Recessed light in bath

Discussion in 'Electrical Forum discussion & Blog' started by BJ James, Jan 30, 2009.

  1. BJ James

    BJ James New Member

    Messages:
    22
    Hi,
    I'm going to be installing a recessed light in a main floor bath. The attic is insulated. Is there such a thing as a IC /wet location recessed light made for remodelling(not new construction). I'm hoping not to have to crawl around in the attic.
    Thanks,
    BJ
  2. jwelectric

    jwelectric Electrical Contractor/Instructor

    Messages:
    2,542
    Location:
    North Carolina

    It will not need to be rated for a wet location

    (D) Bathtub and Shower Areas. No parts of cord-connected luminaires, chain-, cable-, or cord-suspended luminaires, lighting track, pendants, or ceiling-suspended (paddle) fans shall be located within a zone measured 900 mm (3 ft) horizontally and 2.5 m (8 ft) vertically from the top of the bathtub rim or shower stall threshold. This zone is all encompassing and includes the space directly over the tub or shower stall. Luminaires located within the actual outside dimension of the bathtub or shower to a height of 2.5 m (8 ft) vertically from the top of the bathtub rim or shower threshold shall be marked for damp locations, or marked for wet locations where subject to shower spray.

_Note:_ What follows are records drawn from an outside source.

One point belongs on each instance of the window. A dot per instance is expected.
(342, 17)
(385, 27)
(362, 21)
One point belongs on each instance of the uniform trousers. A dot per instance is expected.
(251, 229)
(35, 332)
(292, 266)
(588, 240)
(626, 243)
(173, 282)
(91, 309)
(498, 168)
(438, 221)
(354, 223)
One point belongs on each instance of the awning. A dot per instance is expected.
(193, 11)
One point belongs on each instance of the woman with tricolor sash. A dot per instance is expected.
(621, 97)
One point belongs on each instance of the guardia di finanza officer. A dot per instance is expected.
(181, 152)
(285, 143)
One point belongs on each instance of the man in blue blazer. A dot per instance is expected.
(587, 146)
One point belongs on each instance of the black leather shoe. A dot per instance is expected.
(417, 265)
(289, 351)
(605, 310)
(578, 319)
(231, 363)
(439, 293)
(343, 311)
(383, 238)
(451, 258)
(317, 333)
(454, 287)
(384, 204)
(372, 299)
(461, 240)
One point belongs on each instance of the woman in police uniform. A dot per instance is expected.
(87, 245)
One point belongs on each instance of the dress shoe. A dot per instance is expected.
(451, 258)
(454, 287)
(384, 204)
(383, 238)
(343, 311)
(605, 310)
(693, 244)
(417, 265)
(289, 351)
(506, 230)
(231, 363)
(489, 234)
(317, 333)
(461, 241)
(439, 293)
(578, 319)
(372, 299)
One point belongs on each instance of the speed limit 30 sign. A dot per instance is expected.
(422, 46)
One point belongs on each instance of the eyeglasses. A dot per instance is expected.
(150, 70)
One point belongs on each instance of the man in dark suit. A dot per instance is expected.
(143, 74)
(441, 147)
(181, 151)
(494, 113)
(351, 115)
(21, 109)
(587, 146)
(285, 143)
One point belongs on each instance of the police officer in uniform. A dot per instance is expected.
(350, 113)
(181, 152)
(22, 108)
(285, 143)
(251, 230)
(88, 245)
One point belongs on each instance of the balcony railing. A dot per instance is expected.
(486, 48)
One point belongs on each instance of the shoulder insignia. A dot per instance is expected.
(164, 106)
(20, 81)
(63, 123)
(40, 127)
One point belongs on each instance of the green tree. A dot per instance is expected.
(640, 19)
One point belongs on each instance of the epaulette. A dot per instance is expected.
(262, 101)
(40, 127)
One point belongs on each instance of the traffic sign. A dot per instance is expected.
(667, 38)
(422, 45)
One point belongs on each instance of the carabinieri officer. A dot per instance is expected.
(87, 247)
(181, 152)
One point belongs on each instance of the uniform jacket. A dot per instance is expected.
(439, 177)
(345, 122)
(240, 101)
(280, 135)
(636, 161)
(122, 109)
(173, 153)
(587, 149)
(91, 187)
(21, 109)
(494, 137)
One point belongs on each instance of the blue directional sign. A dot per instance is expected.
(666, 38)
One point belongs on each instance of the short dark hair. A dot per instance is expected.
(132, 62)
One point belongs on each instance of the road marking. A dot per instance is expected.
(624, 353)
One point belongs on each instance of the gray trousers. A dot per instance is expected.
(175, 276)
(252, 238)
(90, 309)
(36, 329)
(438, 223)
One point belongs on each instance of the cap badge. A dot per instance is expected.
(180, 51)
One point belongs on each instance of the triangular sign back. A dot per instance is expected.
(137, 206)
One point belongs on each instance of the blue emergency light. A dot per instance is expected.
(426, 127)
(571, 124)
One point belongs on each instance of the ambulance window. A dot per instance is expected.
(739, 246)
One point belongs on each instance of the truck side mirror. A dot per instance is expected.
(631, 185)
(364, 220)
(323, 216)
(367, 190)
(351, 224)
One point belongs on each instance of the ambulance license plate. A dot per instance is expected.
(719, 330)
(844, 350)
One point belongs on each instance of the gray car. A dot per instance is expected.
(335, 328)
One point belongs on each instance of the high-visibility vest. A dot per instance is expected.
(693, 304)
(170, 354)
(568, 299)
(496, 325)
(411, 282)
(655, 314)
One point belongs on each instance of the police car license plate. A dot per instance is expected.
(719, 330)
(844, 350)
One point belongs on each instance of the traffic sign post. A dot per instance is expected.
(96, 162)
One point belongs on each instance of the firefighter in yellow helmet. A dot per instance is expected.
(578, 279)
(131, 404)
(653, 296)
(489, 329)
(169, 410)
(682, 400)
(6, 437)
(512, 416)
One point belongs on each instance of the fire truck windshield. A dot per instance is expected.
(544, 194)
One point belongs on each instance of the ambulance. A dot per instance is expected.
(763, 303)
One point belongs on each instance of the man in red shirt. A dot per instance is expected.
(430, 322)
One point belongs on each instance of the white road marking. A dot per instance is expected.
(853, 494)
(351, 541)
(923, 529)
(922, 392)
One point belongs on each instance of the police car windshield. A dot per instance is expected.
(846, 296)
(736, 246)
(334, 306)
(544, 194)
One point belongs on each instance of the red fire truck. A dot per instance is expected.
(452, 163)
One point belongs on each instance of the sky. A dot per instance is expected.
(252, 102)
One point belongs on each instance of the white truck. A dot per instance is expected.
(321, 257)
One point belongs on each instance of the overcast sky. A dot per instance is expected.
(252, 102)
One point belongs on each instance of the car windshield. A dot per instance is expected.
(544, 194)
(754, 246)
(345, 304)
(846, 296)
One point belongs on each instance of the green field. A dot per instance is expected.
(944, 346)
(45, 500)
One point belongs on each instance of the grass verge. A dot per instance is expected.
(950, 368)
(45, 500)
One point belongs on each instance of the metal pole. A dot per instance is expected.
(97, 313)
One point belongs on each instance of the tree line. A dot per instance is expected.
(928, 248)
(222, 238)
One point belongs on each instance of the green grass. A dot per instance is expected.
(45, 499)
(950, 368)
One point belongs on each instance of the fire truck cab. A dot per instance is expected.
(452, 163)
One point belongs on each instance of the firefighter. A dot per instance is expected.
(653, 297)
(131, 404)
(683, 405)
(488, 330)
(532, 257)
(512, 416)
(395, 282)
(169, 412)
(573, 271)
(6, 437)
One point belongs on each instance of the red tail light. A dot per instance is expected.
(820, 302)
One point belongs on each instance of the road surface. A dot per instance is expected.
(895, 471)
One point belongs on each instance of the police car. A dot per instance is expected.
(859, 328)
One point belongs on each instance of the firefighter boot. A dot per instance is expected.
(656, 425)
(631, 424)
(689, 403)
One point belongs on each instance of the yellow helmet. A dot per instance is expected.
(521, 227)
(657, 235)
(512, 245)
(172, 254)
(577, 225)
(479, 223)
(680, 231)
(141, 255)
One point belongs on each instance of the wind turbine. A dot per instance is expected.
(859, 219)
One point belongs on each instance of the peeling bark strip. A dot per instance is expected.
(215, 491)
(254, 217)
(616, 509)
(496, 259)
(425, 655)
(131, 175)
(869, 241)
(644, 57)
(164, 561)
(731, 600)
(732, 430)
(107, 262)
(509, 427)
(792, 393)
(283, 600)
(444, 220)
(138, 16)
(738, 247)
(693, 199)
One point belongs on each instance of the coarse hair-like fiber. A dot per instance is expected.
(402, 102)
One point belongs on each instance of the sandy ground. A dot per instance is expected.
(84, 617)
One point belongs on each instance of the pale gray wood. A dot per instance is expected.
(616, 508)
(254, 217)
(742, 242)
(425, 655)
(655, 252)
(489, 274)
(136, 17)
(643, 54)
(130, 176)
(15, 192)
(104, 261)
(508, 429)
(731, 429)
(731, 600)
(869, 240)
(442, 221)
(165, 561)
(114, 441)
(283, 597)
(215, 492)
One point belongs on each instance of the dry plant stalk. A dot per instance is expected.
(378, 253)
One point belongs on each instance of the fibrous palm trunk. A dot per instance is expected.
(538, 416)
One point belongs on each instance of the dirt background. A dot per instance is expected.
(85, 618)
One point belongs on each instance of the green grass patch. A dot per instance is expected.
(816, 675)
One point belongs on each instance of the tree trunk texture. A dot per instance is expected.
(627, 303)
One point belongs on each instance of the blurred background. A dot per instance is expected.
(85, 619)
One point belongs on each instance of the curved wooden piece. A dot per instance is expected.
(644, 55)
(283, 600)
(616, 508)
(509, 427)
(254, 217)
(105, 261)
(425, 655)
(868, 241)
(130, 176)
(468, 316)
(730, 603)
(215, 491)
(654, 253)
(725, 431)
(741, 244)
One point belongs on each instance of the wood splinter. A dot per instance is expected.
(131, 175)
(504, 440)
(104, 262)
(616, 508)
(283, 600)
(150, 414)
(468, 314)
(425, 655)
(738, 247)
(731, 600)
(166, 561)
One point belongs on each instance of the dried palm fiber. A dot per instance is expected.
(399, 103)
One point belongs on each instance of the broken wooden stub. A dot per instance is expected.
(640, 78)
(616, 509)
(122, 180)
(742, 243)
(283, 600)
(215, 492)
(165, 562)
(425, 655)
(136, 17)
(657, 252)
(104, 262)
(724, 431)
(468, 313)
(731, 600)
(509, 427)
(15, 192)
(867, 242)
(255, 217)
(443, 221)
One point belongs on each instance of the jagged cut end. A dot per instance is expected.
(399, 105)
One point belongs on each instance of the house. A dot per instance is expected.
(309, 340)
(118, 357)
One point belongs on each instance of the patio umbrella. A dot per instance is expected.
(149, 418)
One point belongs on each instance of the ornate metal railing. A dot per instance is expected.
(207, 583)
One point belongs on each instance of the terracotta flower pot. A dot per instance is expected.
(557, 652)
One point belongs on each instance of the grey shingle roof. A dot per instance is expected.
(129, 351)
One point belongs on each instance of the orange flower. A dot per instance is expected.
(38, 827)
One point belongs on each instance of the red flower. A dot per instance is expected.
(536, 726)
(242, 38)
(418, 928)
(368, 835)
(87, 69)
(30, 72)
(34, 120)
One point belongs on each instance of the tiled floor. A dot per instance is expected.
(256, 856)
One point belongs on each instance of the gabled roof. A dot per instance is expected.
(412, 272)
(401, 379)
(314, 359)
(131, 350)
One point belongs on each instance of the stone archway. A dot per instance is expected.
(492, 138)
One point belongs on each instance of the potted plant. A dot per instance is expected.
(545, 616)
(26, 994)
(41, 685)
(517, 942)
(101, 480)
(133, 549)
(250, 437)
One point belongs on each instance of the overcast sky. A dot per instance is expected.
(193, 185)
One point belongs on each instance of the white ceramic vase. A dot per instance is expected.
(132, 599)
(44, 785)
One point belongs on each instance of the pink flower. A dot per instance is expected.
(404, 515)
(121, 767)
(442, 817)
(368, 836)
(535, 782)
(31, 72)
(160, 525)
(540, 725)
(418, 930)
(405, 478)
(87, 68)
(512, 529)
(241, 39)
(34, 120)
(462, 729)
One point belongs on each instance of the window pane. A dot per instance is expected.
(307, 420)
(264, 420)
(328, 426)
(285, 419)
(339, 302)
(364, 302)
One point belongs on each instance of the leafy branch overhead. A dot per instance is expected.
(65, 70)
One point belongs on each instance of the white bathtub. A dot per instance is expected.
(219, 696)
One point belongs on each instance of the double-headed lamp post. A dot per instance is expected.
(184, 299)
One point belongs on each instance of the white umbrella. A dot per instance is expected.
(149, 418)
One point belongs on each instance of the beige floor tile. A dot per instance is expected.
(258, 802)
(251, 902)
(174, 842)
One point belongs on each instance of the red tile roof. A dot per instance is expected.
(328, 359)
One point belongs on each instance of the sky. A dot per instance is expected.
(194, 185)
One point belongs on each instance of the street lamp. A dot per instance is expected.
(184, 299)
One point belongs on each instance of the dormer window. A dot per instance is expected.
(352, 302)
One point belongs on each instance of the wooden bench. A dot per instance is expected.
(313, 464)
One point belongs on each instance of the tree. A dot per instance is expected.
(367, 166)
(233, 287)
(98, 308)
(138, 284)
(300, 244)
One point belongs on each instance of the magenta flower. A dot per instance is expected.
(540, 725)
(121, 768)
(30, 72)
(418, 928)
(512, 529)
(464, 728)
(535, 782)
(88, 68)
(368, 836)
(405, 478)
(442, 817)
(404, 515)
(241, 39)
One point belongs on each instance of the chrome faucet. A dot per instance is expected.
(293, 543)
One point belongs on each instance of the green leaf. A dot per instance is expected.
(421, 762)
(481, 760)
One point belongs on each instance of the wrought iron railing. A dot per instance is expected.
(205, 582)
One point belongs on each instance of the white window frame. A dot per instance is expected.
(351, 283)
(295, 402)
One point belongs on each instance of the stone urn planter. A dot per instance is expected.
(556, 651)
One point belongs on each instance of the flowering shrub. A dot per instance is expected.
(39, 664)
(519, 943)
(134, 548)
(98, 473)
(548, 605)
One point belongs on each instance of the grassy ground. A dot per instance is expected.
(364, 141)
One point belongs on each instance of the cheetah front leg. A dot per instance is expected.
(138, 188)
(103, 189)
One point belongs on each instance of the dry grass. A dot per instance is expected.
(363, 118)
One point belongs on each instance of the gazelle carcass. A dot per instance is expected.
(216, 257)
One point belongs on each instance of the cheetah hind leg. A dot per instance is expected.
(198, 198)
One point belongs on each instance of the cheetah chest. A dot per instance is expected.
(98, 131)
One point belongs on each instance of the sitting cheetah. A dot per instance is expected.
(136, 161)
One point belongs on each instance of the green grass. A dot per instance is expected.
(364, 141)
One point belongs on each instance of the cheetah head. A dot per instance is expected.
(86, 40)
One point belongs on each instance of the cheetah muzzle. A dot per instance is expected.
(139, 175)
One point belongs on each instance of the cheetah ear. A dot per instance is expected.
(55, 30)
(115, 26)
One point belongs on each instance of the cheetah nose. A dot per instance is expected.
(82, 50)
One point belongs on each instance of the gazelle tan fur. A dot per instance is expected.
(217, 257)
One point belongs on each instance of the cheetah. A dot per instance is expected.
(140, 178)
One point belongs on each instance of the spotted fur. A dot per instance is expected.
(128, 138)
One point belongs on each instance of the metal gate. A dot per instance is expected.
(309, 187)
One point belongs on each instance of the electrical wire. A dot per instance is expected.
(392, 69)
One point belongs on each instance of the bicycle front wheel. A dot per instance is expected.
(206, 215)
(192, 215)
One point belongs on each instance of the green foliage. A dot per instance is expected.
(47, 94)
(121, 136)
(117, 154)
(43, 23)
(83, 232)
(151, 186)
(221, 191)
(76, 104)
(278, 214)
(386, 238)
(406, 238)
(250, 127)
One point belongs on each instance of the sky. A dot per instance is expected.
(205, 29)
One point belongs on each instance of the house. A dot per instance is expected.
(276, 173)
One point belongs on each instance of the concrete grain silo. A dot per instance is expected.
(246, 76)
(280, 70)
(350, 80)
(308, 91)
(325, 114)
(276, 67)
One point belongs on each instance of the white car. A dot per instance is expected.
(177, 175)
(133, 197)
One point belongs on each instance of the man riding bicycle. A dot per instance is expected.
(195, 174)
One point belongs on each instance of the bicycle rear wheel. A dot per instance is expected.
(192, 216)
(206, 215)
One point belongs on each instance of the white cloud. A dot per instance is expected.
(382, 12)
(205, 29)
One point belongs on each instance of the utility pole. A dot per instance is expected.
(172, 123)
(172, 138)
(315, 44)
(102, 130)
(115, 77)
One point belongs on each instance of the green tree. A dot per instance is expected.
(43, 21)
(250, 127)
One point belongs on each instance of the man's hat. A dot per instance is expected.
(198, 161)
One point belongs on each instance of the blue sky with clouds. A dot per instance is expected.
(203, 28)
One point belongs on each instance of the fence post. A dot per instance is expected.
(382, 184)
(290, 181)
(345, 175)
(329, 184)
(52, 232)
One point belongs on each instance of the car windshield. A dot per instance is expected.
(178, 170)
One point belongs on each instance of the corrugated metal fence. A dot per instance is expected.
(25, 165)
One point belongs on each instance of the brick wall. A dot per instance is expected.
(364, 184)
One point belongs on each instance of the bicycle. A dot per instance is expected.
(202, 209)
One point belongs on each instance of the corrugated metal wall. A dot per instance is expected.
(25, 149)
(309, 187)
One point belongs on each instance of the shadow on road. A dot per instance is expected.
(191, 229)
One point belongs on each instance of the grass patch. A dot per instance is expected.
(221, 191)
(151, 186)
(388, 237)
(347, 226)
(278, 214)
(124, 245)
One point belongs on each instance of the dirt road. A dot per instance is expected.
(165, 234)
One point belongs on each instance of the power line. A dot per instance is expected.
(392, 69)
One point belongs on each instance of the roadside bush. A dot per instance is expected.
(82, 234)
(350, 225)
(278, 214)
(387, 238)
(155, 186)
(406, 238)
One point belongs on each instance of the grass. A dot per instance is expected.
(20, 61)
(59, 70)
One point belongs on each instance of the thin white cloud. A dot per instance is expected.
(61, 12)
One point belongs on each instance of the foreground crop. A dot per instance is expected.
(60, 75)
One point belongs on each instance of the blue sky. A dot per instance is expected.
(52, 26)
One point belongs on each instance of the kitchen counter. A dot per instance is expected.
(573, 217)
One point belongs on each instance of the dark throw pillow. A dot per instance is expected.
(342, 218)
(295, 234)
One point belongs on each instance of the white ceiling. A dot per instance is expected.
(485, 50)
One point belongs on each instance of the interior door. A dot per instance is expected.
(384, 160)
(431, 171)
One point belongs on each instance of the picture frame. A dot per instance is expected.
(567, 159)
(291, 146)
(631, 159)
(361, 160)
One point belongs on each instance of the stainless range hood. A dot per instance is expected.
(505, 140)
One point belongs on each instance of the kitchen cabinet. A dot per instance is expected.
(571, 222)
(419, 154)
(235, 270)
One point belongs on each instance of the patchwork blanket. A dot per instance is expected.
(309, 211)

    Unless you install the sprayer head where it is spraying on the light then damp location is all that is required. An enclosed trim will make the damp location compliant.
  3. BJ James

    BJ James New Member

    Messages:
    22
    So any suitable sized recessed (and IC rated) light will work and all I need is a trim kit? I assume they're readily available at most hardware stores?
    Thanks for the info.
    BJ

    edit: I just realize that in my first post I didn't mention this light is going in the shower. Am I still good?
    Last edited: Jan 30, 2009
  4. jwelectric

    jwelectric Electrical Contractor/Instructor

    Messages:
    2,542
    Location:
    North Carolina
    Yes you did
  5. jar546

    jar546 In the Trades

    Messages:
    432
    Location:
    USA
    Just make sure with the light manufacturer that the light and trim are rated for that application which will be "damp". In addition, the bulb specified is the only type you can use so pay attention to that. The problem with this setup is that people don't realize how much water splash hits the ceiling during a shower, especially when washing your hair. Look up during or after your shower to see how much water is up there.

    They make recessed lights for showers with trim kits that allow an exposed bulb but I would prefer to see an enclosed bulb with trim that seals against the ceiling material. What is required and approved vs. what I like are two different things.